Posted by Martin Stabe on 11 April 2007 at 14:08
Tags: Blogs, Comment is Free, News & Observer, Telegraph.co.uk, interactivity

The blogosphere is abuzz with debate about the suggestion by Tim O’Reilly and Jimmy Wales that there should be a voluntary code of conduct for bloggers.

The aim of the idea — to crack down on the incivility in comments fields — is laudable, particularly in light of the death threats that Kathy Sierra received on her blog. But codification of blogger behaviour is also out of step with the libertarian culture of the Internet. It can’t be much of a surprise that the reaction has been largely negative.

That may be true for the anarchic world of personal blogs, but things have been much more regulated on the large forums and blogs hosted by major publications, which are more exposed to and more concerned about the possible damage to their established brands from allowing debate to run (too) rampant.

Most major media blogs have terms of use and moderation policies that effectively enforce a code of conduct like the one Wales and O’Reilly are advocating.

Balancing the need to moderate discussion while also encouraging the online feedback that improves their writers’ journalism is one of the major issues have long preoccupied the group of online journalists who have specialised in the (relatively) new field of community management.

One of the issues being raised in the proposed code of conduct is whether bloggers should tolerate anonymity in their blog’s comments. This has also frequently been a major sticking point for news organisations trying to introduce online community features.
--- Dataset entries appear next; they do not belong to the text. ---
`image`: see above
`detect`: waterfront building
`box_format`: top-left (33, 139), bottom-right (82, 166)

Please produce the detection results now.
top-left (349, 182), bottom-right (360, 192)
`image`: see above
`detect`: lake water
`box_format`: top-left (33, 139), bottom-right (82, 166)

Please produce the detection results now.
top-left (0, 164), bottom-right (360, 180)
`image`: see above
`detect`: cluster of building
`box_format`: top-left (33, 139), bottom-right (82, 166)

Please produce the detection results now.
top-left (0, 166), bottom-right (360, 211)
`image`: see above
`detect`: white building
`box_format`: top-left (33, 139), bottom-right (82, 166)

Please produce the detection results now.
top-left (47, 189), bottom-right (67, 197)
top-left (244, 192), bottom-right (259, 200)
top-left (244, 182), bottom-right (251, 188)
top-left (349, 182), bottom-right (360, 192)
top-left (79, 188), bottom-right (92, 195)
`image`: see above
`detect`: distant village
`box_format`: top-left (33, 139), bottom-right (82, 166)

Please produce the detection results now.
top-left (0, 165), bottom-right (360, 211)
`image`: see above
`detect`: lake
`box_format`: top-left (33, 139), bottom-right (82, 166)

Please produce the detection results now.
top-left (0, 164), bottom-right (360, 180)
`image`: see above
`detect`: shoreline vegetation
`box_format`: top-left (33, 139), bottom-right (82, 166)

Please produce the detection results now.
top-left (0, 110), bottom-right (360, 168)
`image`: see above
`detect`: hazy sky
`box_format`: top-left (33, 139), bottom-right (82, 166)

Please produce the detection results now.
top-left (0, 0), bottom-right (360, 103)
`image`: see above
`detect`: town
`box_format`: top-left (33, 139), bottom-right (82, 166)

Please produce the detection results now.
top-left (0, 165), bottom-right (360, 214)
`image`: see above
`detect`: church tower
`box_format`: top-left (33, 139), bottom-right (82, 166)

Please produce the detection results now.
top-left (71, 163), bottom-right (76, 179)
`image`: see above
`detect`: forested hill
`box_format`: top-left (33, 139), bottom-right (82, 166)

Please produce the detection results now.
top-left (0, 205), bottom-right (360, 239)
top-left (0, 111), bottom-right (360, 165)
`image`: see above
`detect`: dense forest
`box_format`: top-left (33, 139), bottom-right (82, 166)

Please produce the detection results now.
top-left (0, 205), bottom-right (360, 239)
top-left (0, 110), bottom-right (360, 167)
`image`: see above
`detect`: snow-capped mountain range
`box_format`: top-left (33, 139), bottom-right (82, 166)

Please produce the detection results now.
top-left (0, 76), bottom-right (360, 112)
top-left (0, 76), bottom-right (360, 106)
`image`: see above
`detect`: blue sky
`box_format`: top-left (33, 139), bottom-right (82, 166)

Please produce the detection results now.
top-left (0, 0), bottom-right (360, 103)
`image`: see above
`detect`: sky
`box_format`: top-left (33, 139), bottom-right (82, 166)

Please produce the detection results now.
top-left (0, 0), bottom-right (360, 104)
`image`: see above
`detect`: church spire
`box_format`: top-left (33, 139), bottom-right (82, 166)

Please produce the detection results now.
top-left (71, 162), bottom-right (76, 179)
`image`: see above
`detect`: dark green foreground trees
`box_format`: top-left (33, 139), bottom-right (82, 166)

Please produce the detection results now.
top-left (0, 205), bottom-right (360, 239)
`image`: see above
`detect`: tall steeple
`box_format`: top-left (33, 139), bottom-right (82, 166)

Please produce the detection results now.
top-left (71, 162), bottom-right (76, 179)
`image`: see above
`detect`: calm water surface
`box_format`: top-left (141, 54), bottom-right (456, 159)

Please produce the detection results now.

In many cases, news organisations’ online community managers introduced anonymous (or verified and consistently pseudonymous) commenting on their web sites for the first time. Often this was achieved only after long-fought internal debates that saw online community managers clashing with their users cries of censorship on one had, which taking on long-established journalistic traditions that demanded more verification and selection of user feedback, as on traditional letters pages.
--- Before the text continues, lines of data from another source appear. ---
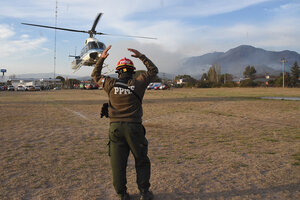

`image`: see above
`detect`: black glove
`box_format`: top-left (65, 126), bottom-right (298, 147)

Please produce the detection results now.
top-left (100, 103), bottom-right (108, 118)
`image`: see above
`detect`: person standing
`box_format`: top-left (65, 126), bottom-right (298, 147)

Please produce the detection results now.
top-left (91, 45), bottom-right (158, 200)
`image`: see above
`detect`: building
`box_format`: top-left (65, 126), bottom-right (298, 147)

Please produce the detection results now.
top-left (8, 78), bottom-right (62, 88)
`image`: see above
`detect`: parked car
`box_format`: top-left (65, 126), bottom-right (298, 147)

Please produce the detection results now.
top-left (7, 85), bottom-right (15, 91)
top-left (147, 83), bottom-right (161, 90)
top-left (17, 85), bottom-right (25, 91)
top-left (0, 85), bottom-right (6, 91)
top-left (34, 86), bottom-right (41, 91)
top-left (159, 85), bottom-right (169, 90)
top-left (25, 85), bottom-right (35, 91)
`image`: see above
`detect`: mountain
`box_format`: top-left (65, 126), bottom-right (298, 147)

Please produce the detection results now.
top-left (15, 73), bottom-right (91, 81)
top-left (182, 45), bottom-right (300, 77)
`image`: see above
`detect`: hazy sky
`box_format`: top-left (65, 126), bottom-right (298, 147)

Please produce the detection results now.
top-left (0, 0), bottom-right (300, 76)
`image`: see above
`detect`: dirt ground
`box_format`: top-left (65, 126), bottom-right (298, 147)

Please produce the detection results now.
top-left (0, 88), bottom-right (300, 200)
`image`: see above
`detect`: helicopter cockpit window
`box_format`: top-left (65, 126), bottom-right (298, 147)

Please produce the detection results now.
top-left (89, 42), bottom-right (98, 49)
top-left (98, 42), bottom-right (106, 49)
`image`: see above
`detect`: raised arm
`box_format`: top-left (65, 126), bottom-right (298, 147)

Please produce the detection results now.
top-left (91, 45), bottom-right (111, 83)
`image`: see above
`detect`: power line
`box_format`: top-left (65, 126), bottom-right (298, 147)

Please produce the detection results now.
top-left (281, 58), bottom-right (287, 88)
top-left (53, 0), bottom-right (57, 79)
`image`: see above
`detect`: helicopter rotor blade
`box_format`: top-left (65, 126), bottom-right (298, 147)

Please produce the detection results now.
top-left (95, 32), bottom-right (157, 40)
top-left (91, 13), bottom-right (103, 33)
top-left (21, 23), bottom-right (89, 33)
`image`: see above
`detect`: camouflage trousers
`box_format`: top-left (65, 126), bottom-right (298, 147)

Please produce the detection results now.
top-left (108, 122), bottom-right (150, 195)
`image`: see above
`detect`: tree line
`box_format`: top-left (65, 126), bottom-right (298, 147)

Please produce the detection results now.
top-left (174, 62), bottom-right (300, 88)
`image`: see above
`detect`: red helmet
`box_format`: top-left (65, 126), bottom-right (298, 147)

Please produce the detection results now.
top-left (116, 58), bottom-right (135, 72)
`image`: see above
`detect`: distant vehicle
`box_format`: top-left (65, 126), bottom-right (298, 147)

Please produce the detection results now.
top-left (35, 86), bottom-right (41, 91)
top-left (17, 85), bottom-right (25, 91)
top-left (79, 83), bottom-right (85, 89)
top-left (0, 85), bottom-right (6, 91)
top-left (85, 84), bottom-right (99, 90)
top-left (25, 85), bottom-right (35, 91)
top-left (147, 83), bottom-right (161, 90)
top-left (159, 85), bottom-right (170, 90)
top-left (7, 85), bottom-right (15, 91)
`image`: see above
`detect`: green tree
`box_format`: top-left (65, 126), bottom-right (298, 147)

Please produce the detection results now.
top-left (200, 73), bottom-right (208, 81)
top-left (275, 72), bottom-right (292, 87)
top-left (207, 65), bottom-right (218, 83)
top-left (243, 65), bottom-right (256, 80)
top-left (291, 61), bottom-right (300, 87)
top-left (220, 73), bottom-right (233, 84)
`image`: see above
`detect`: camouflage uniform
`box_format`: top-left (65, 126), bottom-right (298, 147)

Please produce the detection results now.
top-left (92, 55), bottom-right (158, 196)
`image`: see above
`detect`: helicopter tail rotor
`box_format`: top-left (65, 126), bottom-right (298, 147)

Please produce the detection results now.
top-left (88, 13), bottom-right (103, 37)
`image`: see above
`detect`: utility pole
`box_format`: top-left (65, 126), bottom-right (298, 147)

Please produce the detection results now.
top-left (53, 0), bottom-right (57, 83)
top-left (281, 58), bottom-right (287, 88)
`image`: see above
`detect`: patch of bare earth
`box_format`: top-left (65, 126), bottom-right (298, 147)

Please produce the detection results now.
top-left (0, 88), bottom-right (300, 200)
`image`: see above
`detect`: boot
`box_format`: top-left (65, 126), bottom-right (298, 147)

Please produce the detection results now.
top-left (120, 192), bottom-right (130, 200)
top-left (140, 191), bottom-right (154, 200)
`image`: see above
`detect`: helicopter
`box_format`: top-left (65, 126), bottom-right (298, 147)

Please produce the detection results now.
top-left (21, 13), bottom-right (157, 72)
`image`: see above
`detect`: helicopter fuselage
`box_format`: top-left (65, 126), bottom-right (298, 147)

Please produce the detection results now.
top-left (72, 38), bottom-right (106, 70)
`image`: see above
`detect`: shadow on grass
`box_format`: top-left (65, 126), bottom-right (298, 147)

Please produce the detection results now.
top-left (1, 97), bottom-right (255, 105)
top-left (132, 182), bottom-right (300, 200)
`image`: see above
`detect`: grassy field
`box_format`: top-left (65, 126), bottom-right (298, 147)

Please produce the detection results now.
top-left (0, 88), bottom-right (300, 200)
Those debates aren’t entirely over, as a column published this week by Ted Vaden, the public editor at the News & Observer in North Carolina, shows.
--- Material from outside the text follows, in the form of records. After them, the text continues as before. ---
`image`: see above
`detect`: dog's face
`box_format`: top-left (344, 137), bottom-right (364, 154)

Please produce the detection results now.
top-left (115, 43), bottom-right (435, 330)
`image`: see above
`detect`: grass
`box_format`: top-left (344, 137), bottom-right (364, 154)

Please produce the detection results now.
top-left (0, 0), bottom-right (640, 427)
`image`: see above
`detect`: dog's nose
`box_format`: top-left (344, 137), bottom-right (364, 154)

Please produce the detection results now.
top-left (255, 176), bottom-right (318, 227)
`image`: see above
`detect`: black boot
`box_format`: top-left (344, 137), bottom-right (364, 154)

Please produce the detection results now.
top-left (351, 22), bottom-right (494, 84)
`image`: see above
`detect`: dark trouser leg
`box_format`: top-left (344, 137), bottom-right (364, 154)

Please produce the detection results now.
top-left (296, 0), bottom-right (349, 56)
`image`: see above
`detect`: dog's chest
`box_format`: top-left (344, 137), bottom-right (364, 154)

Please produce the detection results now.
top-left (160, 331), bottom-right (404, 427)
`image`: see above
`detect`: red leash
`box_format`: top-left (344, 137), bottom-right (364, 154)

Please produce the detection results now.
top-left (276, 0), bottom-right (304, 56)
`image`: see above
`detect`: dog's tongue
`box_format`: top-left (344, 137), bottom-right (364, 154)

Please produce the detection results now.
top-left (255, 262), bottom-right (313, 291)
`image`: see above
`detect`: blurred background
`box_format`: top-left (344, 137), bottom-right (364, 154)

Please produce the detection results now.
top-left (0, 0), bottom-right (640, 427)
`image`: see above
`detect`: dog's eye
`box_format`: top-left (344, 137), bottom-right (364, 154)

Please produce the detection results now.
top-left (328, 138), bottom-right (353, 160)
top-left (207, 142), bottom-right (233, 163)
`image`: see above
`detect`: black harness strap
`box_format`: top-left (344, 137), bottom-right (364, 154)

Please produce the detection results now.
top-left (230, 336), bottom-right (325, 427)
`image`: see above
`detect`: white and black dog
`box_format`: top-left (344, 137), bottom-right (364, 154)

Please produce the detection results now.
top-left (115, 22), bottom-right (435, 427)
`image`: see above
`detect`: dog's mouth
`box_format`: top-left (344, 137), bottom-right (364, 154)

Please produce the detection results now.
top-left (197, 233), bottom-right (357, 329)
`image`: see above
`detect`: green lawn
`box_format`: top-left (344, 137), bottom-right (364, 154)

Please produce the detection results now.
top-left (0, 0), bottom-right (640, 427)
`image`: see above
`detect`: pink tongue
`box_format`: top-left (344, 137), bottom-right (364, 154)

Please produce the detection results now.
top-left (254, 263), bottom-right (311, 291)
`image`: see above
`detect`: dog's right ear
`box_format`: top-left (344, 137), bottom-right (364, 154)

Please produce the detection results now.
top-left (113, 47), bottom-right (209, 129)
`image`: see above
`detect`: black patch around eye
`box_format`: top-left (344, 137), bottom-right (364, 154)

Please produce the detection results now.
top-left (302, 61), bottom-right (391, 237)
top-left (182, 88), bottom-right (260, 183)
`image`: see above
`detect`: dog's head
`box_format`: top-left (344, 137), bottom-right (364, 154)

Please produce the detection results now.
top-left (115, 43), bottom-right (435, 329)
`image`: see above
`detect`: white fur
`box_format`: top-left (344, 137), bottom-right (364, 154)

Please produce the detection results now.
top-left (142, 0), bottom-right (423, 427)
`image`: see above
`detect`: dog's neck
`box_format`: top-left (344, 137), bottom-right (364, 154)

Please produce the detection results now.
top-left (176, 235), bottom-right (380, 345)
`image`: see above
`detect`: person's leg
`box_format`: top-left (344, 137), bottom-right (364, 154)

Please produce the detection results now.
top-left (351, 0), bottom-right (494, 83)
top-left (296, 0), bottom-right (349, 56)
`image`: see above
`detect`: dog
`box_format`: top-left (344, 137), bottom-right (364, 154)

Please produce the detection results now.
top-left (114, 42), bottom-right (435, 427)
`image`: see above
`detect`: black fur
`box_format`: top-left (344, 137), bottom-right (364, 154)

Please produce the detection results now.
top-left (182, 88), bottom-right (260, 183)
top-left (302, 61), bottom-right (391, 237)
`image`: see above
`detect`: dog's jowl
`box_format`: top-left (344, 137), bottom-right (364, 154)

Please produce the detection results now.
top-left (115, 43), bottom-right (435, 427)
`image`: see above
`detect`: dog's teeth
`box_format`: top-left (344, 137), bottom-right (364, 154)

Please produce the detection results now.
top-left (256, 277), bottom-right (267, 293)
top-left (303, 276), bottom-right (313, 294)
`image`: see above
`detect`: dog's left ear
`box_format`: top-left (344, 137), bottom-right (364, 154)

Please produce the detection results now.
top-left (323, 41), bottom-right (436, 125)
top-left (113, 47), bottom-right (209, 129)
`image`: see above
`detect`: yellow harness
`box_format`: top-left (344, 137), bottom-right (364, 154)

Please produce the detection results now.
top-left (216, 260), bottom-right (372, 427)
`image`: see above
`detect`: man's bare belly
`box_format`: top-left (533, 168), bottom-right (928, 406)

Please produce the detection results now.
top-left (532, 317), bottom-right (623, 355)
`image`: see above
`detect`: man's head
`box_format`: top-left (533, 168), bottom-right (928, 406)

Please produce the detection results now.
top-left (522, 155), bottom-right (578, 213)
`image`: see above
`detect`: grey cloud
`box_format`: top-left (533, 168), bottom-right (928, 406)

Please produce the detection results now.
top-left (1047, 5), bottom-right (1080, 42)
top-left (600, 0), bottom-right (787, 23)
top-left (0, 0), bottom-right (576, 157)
After inviting online on a proposal for the state government to apologise for slavery, the newspaper’s onlie comments included racist abuse, leading Vaden to ask:

Maybe there is a place in the blogosphere for this kind of vitriol, but I ask you, should the newspaper be the sponsoring forum? Most of the other comments also were opposed to apology, which is fine, but they made their points more civilly.

This snapshot of online argumentation raises anew the question of whether The N&O, as it ventures further and further into interactive communication, should allow input from outsiders to be anonymous.

Several readers have pointed out the inconsistency of the paper requiring that letters to the editor be signed, while comments to blogs and contributions to forums are allowed to be anonymous, or pseudonymous. Readers justifiably ask: Is that not a lowering of the newspaper’s standards?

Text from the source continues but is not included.